Prague, Nov 28 (CTK) – Foreigners will be able to work in the Czech Republic for a longer time without extending their visas, according to an amendment to the law on foreigners’ stay and changes to the relevant laws that the government approved on Monday, its press section has told reporters.
At present, foreigners can work in the Czech Republic for 90 days and then they must apply for extending their visas.
Under the new piece of legislation, working foreigners could stay in the Czech Republic for up to six months, or exceptionally for up to two years if their business activities concerned a significant investment.
The cabinet postponed the debate on draft amendment several times due to the absence of Interior Minister Milan Chovanec (Social Democrats, CSSD).
Now the Chamber of Deputies, the lower house of Czech parliament, will assess the bill.
The amendment is required by the EU directives that were passed in 2014.

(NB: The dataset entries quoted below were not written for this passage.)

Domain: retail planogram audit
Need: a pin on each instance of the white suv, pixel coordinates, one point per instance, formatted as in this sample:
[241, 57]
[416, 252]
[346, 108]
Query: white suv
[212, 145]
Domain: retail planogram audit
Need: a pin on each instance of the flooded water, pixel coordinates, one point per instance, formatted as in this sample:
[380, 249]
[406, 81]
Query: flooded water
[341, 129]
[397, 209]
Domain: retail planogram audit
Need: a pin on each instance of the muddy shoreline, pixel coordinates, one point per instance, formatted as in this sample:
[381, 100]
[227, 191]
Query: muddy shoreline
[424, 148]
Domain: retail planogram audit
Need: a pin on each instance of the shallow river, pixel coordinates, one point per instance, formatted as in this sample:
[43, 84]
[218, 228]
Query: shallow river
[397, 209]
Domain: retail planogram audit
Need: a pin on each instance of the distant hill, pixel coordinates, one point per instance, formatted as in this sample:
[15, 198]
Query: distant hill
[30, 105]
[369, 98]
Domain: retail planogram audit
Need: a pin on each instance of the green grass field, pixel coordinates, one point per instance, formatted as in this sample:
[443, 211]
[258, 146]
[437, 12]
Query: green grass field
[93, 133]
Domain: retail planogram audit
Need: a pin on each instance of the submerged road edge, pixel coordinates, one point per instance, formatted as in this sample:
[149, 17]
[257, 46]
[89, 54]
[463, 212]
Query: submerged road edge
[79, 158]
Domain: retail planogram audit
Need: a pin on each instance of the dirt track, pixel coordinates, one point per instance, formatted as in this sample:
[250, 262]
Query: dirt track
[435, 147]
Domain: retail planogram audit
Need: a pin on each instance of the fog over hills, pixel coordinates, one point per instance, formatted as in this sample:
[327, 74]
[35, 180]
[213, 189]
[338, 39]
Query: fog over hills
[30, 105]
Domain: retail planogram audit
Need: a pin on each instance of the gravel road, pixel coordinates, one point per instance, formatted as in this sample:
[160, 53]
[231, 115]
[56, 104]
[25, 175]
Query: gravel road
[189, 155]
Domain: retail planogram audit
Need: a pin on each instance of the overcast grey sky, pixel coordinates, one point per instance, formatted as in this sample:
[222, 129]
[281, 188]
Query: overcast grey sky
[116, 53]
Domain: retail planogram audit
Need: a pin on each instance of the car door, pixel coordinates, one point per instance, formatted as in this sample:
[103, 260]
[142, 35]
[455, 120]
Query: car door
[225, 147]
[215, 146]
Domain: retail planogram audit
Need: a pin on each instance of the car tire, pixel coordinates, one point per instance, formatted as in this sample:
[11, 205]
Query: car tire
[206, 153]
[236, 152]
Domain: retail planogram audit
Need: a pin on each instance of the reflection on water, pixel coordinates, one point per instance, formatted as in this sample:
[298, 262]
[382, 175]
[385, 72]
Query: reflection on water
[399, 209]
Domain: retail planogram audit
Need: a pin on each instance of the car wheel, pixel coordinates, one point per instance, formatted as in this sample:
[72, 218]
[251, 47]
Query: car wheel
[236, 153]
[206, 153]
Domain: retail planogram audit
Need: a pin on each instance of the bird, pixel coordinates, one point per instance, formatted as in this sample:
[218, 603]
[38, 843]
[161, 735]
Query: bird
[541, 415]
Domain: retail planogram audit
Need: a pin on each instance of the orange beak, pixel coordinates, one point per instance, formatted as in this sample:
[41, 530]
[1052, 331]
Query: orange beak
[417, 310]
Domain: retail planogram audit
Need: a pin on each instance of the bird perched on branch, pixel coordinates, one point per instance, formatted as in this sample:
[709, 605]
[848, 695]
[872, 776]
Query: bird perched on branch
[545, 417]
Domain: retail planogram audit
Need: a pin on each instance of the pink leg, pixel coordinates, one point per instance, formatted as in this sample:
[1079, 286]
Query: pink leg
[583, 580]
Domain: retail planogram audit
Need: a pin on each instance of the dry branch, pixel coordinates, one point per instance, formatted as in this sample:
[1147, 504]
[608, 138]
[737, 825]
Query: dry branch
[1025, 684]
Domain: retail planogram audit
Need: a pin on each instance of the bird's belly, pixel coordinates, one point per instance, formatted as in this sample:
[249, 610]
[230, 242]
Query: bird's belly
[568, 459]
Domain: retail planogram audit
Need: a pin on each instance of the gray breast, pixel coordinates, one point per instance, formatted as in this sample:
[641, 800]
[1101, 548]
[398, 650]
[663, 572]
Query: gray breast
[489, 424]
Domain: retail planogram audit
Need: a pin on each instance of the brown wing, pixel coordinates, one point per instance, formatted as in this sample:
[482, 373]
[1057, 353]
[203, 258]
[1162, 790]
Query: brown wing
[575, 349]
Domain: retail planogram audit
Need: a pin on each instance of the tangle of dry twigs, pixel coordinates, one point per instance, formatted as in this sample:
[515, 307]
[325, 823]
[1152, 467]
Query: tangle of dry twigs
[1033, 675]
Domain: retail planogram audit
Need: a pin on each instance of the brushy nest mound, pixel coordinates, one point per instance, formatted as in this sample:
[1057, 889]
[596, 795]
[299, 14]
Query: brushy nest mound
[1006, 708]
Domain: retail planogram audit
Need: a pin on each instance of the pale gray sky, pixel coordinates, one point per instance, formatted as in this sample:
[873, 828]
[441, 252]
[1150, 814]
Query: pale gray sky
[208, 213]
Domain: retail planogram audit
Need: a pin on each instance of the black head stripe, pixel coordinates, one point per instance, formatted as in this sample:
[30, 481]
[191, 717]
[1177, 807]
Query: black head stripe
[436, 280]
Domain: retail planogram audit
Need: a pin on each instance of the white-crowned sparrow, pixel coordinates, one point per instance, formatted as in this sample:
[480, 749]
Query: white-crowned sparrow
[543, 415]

The new bill will introduce the internal employee card that will make it possible for foreigners to stay in the Czech Republic for up to six months if they work in the position of a manager, specialist or trainee in a firm or corporation seated outside the EU.
Foreigners who arrive in the Czech Republic for seasonal work will be able to stay in the country for six months as well.
The respective legal changes will also improve conditions of investors, which the current legislation does not take into account.
“The basic aim of the new amendment is to set more favourable conditions for foreign businesspeople who intend to run business and invest in the Czech Republic, and at the same time to strengthen the principle saying foreigners’ business in the Czech Republic should benefit the state,” the document for the government says.
The new permit will enable foreigners to stay in the country without applying for visas if they prove their investments benefit the state.
The legal changes will also make the delivery of documents in the residence administrative proceedings to foreigners staying abroad more efficient. The documents will be first sent electronically to the relevant diplomatic mission abroad that will deliver them in paper form by post.
Consequently, the Interior Ministry will have to invest around 6.5 million crowns and the Foreign Ministry more than 2.7 million in the upgrading of its information systems.